Based on clinical experience, among various gynecological disorders, five conditions carry a relatively high risk of malignant transformation.
1. Cervical Erosion
Cervical erosion is a common disorder among married women, mostly caused by cervical injury during childbirth, abortion, or surgical procedures, as well as poor hygiene during the puerperium and menstrual periods leading to bacterial infection. As noted above, the risk of cervical cancer is 7–12 times higher in women with cervical erosion, so active and complete treatment is essential.

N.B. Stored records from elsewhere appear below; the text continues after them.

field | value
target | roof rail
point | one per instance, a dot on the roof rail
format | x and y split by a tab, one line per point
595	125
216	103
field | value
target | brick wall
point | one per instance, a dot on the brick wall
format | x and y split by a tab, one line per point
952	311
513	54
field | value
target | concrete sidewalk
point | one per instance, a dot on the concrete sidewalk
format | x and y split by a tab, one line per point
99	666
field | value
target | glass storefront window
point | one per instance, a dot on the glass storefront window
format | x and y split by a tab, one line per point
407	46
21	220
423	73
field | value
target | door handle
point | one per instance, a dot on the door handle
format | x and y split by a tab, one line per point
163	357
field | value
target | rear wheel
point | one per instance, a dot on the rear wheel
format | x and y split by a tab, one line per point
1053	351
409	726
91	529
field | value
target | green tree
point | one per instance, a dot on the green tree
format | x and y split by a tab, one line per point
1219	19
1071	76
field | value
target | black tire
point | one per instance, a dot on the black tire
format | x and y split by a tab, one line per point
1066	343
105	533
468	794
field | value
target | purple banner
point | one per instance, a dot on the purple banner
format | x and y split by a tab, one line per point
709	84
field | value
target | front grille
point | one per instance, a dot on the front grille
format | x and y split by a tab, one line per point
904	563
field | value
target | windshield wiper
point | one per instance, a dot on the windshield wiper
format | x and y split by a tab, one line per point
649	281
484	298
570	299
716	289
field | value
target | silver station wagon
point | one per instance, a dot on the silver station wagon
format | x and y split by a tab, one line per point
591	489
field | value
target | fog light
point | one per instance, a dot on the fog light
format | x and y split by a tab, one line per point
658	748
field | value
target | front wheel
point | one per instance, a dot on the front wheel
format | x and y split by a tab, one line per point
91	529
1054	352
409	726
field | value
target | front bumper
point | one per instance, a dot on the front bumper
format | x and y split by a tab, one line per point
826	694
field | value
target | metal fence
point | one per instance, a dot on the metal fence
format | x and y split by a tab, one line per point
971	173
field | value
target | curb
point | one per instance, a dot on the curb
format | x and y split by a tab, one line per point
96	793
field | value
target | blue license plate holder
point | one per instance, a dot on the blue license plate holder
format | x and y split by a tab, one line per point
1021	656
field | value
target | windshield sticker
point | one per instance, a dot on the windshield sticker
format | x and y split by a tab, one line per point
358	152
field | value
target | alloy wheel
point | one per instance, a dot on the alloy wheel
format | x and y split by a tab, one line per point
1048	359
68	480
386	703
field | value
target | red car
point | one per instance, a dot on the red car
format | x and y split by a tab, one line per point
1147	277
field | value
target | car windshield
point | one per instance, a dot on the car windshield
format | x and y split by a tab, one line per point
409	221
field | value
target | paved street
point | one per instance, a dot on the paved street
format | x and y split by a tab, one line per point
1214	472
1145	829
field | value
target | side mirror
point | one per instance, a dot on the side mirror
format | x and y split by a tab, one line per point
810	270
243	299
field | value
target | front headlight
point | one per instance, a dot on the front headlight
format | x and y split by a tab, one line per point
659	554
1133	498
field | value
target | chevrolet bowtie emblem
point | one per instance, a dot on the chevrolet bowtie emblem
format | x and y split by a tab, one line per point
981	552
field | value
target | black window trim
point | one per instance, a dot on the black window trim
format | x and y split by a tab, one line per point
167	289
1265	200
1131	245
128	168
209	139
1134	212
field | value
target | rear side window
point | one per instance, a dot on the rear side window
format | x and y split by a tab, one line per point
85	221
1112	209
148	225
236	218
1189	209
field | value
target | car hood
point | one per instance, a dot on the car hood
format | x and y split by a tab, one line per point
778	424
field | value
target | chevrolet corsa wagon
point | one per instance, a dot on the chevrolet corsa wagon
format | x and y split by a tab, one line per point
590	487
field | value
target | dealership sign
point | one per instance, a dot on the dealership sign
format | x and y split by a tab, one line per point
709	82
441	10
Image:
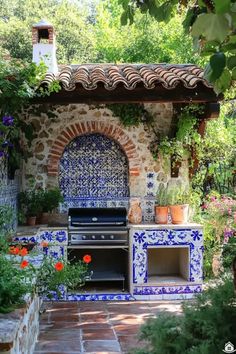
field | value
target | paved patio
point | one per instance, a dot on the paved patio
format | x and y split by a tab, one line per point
96	327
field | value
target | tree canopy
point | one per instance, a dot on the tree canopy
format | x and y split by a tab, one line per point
212	24
91	31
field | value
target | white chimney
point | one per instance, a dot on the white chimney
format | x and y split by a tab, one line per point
44	46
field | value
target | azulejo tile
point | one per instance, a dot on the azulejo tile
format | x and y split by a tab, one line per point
94	166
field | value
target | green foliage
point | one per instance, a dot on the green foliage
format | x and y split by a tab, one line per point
30	202
178	195
204	328
212	25
14	284
50	199
229	252
49	280
162	196
19	83
186	138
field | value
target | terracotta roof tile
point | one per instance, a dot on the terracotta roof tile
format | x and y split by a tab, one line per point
89	76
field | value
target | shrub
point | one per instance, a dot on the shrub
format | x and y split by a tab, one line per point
204	328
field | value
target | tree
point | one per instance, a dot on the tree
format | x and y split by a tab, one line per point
212	24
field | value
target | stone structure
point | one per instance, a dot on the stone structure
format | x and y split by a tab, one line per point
57	126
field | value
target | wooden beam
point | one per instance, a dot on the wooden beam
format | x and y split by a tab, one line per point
179	94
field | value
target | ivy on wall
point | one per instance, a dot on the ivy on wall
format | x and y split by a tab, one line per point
19	84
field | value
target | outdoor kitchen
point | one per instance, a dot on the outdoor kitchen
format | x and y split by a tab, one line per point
110	179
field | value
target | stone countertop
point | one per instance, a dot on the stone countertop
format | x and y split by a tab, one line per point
33	230
165	226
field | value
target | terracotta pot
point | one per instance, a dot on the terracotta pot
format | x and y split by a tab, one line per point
31	220
135	212
179	213
161	215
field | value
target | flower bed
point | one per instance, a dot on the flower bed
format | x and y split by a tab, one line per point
19	329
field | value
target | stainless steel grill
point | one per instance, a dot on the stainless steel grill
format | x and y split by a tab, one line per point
97	226
103	233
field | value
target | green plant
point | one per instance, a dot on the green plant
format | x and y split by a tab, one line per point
204	328
162	197
130	113
51	198
229	251
178	195
30	202
20	277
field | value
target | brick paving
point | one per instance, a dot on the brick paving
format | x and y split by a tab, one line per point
96	327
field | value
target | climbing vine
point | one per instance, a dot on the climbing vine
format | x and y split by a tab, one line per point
20	82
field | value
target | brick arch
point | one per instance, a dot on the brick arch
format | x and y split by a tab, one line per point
80	128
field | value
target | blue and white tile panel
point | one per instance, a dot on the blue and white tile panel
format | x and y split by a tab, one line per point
174	292
186	237
99	297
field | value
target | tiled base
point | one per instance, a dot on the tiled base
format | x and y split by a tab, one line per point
178	292
99	297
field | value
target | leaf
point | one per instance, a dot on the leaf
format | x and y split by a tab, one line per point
224	82
217	62
234	74
211	26
222	6
124	18
231	62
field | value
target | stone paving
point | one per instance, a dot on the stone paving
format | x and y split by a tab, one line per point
97	327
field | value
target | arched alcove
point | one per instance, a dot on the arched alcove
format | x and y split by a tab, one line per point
93	166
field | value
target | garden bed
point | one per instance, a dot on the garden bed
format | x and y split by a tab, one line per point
19	329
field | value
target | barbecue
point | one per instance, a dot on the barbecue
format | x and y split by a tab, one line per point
103	233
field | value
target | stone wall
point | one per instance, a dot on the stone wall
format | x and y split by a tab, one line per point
8	192
57	126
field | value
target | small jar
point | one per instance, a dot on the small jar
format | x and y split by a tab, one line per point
135	212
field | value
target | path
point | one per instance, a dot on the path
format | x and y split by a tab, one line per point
96	327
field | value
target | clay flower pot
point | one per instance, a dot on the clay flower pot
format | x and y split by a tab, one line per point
179	213
161	214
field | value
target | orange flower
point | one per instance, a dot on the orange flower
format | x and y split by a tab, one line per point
44	244
14	250
24	264
23	252
59	266
87	258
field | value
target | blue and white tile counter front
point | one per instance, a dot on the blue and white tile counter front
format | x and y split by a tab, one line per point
142	239
146	237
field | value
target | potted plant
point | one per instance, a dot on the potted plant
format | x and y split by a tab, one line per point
51	198
179	204
161	207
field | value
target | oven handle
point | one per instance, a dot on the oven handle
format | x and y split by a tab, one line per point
97	223
91	232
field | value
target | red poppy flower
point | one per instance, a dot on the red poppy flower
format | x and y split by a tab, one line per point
23	252
87	258
14	250
44	244
59	266
24	264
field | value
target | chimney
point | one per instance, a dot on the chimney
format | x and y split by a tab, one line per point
44	46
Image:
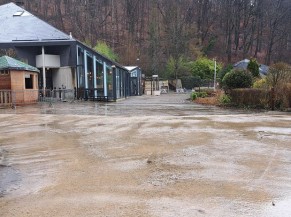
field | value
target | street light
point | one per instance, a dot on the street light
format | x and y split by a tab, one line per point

2. Endometrial Hyperplasia
Although endometrial hyperplasia is a benign condition, the adenomatous type, especially with severe proliferation, may progress to endometrial cancer. Close follow-up and timely treatment are strongly recommended for these patients.
3. Hydatidiform Mole
Hydatidiform mole has a very high malignant transformation rate. Approximately 7% to 16% of patients may develop choriocarcinoma or malignant mole. Once diagnosed, close monitoring is required; any suspicious changes warrant prompt surgical intervention.
4. Breast Hyperplasia
Cystic hyperplasia, intraductal papilloma, and fibroadenoma of the breast are benign lesions, but some may undergo malignant transformation, especially in women with a family history of breast cancer. Regular monitoring is necessary. Urgent medical evaluation is needed if the mass grows rapidly, hardens, or is accompanied by bloody nipple discharge.
5. Vulvar Pigmented Nevi
Vulvar nevi are dark spots on the vulvar skin, which may be smooth, rough, or hairy. They are more prone to malignancy than nevi elsewhere due to frequent friction, irritation, and sensitivity to sex hormones, often enlarging and darkening during puberty and pregnancy. Reports indicate that 40%–80% of malignant melanomas arise from preexisting nevi. Prophylactic surgical removal is generally recommended to prevent malignant change.